While TMEM177 is dispensable for cytochrome c oxidase activity under normal conditions, it plays an important regulatory role in the assembly process. Research has demonstrated several key aspects of TMEM177's impact on cytochrome c oxidase:

• Assembly Promotion: TMEM177 promotes assembly of COX2 specifically at the level of Cu A-site formation, a critical step in cytochrome c oxidase maturation .

• COX20 Stabilization: The amount of TMEM177 directly influences COX20 abundance - knockdown of TMEM177 leads to reduced COX20 levels, while overexpression increases COX20 levels .

• Assembly Intermediate Regulation: When TMEM177 levels are unbalanced (either through depletion or overexpression), newly synthesized COX2 accumulates in a COX20-associated state. This suggests TMEM177 facilitates progression of COX2 through its assembly pathway beyond the initial COX20 interaction stage .

• Copper Center Formation: By participating in complex formation with metallochaperones like SCO2, TMEM177 appears to facilitate the critical process of copper delivery to the Cu A-site of COX2, which is essential for cytochrome c oxidase function .

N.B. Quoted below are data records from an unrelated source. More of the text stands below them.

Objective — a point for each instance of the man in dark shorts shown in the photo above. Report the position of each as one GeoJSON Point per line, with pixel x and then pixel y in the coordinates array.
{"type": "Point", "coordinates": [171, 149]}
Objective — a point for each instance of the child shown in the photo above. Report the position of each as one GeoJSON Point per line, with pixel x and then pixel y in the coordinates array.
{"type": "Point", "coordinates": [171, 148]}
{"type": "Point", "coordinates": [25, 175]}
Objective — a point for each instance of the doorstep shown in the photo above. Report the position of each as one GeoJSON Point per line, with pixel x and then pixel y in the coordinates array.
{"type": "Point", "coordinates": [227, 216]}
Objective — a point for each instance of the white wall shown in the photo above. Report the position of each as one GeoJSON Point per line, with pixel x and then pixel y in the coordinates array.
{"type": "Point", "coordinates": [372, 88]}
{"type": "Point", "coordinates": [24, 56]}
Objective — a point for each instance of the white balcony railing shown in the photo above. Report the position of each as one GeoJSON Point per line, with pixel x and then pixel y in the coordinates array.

These observations indicate that TMEM177 serves as an accessory factor that optimizes the efficiency of COX2 maturation rather than being absolutely required for cytochrome c oxidase activity. Its role becomes particularly important for maintaining optimal assembly rates, especially under conditions that may stress the mitochondrial assembly machinery.

What experimental challenges should researchers anticipate when working with TMEM177?

Researchers working with TMEM177 should be prepared to address several technical challenges inherent to mitochondrial membrane protein studies:

• Protein Solubility: As a transmembrane protein, TMEM177 requires appropriate detergents for solubilization without disrupting its native structure or interactions. Optimization of detergent type and concentration is essential for successful extraction and analysis .

• Antibody Specificity: Commercial antibodies against TMEM177 may vary in specificity and performance across applications. Validation using knockdown or knockout controls is strongly recommended. Alternatively, epitope tagging (His, FLAG, etc.) can facilitate detection of recombinant TMEM177 .

• Functional Redundancy: While TMEM177 is important for optimizing COX2 assembly, it is dispensable for cytochrome c oxidase activity under normal conditions. This suggests potential compensatory mechanisms that may mask phenotypes in knockdown experiments, requiring careful experimental design and sensitive assays to detect subtle functional changes .

• Mitochondrial Isolation Quality: The quality of mitochondrial preparations significantly impacts experiments involving TMEM177. Optimized isolation protocols that preserve mitochondrial integrity and membrane protein complexes are essential for reliable results .

• Expression System Selection: When expressing recombinant TMEM177, the choice between mammalian expression systems (>90% purity) and cell-free protein synthesis (70-80% purity) involves trade-offs between yield, purity, and functional attributes that should be considered based on experimental requirements .

By anticipating these challenges and implementing appropriate methodological adaptations, researchers can successfully navigate the technical complexities of TMEM177 studies and generate reliable, reproducible results.